Atingida a competência em combate e passou á excelência. Sabia como proteger os
seus homens debaixo do fogo inimigo, deu provas disso e a confiança no chefe
não cessou de crescer. Sobretudo, soube privilegiar o grupo, experiência
adquirida no CM. Como disse Sigmund Freud, "o grupo fornece a certeza,
elimina a dúvida quanto ao erro. É intolerante para como os outros mas
obediente à sua autoridade interna. Sob a influência de sugestão, o grupo pode
produzir abnegação e devoção a um ideal. No indivíduo isolado, os interesses
particulares são a única força; no grupo, os interesses raras vezes são
proeminentes. Enquanto a capacidade intelectual do grupo está abaixo da do
indivíduo, o grupo pode produzir padrões de ética comportamental muito
superiores aos do indivíduo. A mente do grupo identifica-se mais facilmente com
a mente primitiva e manifesta-se nos tabus que cercam as palavras. Quanto mais
identificado mais coeso". Não sei se Ricardo tinha lido este trecho do
fundador da psicanálise, mas, uma vez mais, não precisou de ler. Ele sabia por
intuição que era assim mesmo.
A
competência táctica, o grupo, a confiança e o pensamento carismático foram pois
os instrumentos de que Ricardo Durão se serviu para formar um escol de soldados
que praticaram feitos heróicos e levaram a cabo missões difíceis ao serviço da
República Portuguesa. Para quem tenha dúvidas nesta matéria, recomendo que
passe imediatamente à página 55 e leia, a partir daí, a saga da Companhia 122
em Angola.
Repetiu-se
no Ultramar português o fenómeno que historiadores militares já haviam
registado noutras latitudes e noutros conflitos armados. "Na guerra, dá-se
uma cisão: na Frente é tudo pureza e abnegação, os homens preparam-se para
morrer; na Retaguarda mantém-se o vício, os homens esforçam-se para viver. O
breve trecho, Frente e Retaguarda desentendem-se e caminham para a
incompatibilidade.

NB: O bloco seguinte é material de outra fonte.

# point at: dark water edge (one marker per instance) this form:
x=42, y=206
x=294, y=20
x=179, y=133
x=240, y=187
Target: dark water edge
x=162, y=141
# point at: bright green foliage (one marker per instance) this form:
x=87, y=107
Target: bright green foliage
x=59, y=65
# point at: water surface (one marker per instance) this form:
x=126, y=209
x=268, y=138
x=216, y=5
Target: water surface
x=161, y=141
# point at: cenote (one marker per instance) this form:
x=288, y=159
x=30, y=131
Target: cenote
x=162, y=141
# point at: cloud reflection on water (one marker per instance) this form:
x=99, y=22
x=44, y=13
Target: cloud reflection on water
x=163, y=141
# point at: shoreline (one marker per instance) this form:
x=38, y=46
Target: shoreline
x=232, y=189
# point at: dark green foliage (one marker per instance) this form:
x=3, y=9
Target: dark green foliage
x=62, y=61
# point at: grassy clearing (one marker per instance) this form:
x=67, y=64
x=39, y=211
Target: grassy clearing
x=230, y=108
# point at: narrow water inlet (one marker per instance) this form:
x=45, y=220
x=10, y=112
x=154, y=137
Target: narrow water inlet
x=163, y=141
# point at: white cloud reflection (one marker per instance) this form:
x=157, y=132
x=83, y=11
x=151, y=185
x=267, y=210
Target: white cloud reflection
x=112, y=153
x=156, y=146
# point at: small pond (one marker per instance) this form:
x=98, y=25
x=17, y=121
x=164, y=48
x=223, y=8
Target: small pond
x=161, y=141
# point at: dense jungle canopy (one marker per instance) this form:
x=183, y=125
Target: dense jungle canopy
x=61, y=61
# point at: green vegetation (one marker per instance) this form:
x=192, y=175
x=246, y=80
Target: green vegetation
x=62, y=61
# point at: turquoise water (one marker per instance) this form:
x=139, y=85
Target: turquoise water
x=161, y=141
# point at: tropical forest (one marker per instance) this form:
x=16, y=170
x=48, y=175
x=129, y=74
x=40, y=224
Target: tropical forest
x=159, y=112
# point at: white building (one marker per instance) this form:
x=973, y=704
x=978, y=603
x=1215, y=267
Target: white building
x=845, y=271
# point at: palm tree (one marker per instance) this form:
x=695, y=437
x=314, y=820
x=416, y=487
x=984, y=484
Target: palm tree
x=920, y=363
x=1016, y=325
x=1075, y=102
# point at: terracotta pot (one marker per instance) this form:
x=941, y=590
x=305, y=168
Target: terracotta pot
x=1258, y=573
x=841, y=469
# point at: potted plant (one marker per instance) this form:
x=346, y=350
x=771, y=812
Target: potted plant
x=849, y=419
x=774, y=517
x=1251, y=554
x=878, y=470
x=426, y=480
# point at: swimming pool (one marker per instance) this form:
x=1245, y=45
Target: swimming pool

Na Frente só há dois modos: a euforia quando se acredita que
o inimigo será vencido e a mais profunda depressão quando se constata que o
inimigo não poderá ser vencido. Quando a Frente está eufórica obedece à
Retaguarda. No momento porém em que a depressão se instala, a Frente vira-se
contra os seus amos: - os que sofrem vingam-se dos que lhes impuseram o
sofrimento".
Provavelmente o
texto – tão elegante e originalmente erudito – de Luís Soares de Oliveira –
pretende orientar-nos para a analogia com os sucessos últimos da nossa
contemporaneidade. Só que a Frente que comanda – com autoridade mas
periclitantemente, (em virtude dos elementos sísmicos em seu redor), não conseguiu
educar a Rectaguarda nos princípios da obediência e do respeito. A era da democracia
em que nos inserimos, se extinguiu prepotências, também extinguiu conceitos de
honra. Daí que, desses feitos gloriosos do passado, possíveis numa preparação
de rigor, e angariadora – no caso de Ricardo Ferreira Durão – de respeito e
submissão – já nada reste em termos conceptuais, ou tão só de respeito –
próprio e alheio. A era é a do pontapé nas costas: “Sai-te daí, que agora entro
eu”. Com extrema precisão oportunista, por ilegítima que seja e enxovalhante do
homem português, transformado em insecto zumbidor.